Comparative transcriptome analysis between metastatic and non-metastatic gastric cancer reveals potential biomarkers.

Abstract

The transcriptome of metastatic gastric cancer (GC) was compared to that of non-metastatic GC to identify metastasis-related biomarkers. The gene expression dataset GSE21328, comprising 2 metastatic GC samples and 2 non-metastatic GC samples, was downloaded from the Gene Expression Omnibus database. Differential expression analysis was performed with the package limma of Bioconductor to identify differentially expressed genes (DEGs).
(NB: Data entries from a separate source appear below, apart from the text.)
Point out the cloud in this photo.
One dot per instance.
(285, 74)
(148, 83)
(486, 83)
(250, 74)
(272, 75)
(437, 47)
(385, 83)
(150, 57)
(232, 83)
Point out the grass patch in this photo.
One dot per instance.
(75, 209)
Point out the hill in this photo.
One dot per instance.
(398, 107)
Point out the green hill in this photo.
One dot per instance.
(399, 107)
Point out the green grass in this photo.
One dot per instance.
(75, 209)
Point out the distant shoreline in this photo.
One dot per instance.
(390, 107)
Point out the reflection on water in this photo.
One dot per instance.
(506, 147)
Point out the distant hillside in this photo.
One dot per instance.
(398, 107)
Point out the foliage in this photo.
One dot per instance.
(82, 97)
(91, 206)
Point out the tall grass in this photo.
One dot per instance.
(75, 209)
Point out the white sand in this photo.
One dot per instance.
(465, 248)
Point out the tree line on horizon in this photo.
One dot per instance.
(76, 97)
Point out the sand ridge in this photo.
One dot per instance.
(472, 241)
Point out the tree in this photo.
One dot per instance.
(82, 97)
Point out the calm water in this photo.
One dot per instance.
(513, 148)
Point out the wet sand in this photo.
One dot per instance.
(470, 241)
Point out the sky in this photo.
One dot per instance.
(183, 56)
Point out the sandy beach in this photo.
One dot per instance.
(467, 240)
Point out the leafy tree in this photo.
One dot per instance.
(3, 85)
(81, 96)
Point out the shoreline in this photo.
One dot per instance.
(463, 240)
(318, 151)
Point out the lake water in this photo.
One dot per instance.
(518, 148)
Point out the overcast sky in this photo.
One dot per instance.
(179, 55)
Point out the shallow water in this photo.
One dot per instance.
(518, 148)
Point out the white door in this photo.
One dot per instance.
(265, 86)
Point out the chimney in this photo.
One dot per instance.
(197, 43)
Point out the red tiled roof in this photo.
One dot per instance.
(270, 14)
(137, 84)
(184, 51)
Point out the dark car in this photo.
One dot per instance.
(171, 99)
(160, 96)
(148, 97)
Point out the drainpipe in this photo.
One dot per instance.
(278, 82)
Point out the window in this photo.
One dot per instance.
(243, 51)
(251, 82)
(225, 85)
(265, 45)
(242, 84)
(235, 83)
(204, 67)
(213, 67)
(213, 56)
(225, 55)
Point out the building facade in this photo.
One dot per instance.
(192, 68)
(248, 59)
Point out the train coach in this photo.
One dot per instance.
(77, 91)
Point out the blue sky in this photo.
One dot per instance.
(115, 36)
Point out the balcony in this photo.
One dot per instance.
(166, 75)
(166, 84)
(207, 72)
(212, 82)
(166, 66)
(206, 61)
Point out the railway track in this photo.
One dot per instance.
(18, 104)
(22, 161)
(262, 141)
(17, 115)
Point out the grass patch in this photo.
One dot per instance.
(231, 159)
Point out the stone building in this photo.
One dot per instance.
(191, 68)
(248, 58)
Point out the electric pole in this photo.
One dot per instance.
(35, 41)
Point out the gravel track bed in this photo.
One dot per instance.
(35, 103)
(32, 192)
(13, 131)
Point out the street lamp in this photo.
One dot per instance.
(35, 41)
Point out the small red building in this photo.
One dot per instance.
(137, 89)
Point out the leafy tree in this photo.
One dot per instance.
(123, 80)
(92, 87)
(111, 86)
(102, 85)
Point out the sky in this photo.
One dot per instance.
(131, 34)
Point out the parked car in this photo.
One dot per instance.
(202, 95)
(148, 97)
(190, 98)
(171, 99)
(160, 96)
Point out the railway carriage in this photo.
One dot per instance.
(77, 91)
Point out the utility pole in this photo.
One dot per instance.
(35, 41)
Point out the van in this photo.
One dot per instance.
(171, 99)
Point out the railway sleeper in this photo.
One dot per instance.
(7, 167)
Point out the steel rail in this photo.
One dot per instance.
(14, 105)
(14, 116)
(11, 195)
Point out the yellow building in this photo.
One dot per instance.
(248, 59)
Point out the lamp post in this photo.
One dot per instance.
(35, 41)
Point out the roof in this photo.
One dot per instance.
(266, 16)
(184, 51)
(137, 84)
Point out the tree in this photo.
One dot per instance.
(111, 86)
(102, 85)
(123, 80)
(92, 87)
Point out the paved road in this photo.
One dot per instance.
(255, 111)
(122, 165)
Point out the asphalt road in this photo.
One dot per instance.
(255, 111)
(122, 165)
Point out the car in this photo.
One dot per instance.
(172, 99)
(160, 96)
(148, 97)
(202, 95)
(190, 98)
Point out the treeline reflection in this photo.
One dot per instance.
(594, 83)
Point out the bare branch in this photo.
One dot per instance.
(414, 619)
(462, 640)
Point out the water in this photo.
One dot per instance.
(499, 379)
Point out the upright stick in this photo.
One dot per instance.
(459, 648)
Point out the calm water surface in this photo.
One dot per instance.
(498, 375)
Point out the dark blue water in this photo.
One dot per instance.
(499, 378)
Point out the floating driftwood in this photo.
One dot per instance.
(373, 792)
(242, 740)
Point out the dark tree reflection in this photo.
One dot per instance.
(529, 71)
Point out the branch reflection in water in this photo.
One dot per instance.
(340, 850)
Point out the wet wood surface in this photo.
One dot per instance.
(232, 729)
Gene Ontology (GO) enrichment analysis was performed to identify significantly altered biological functions. In addition, the transcriptional regulatory and protein-protein interaction networks were constructed with information from the UCSC genome browser and STRING database, respectively, followed by functional enrichment analysis of all of the genes in these two networks. A total of 584 DEGs were identified, of which 175 were upregulated and 409 downregulated. Clustering analysis confirmed that these genes can distinguish metastatic from non-metastatic GC. Upregulated genes were enriched for the xenobiotic metabolic process, while downregulated genes were enriched for immune response and related pathways. Among the 584 DEGs, six genes (DAND5, EGR2, FOXD1, LMO2, PRRX2 and STAT1) were shown to encode transcription factors, which were used to establish the transcriptional regulatory network with 169 target genes, forming 175 nodes. The proteins of this network were significantly enriched for the process of negative regulation of cell differentiation. In conclusion, this study identified a range of DEGs in metastatic GC, which may enhance our current knowledge on this disease. Among these genes, STAT1 and EGR2 may constitute potential biomarkers of GC metastasis.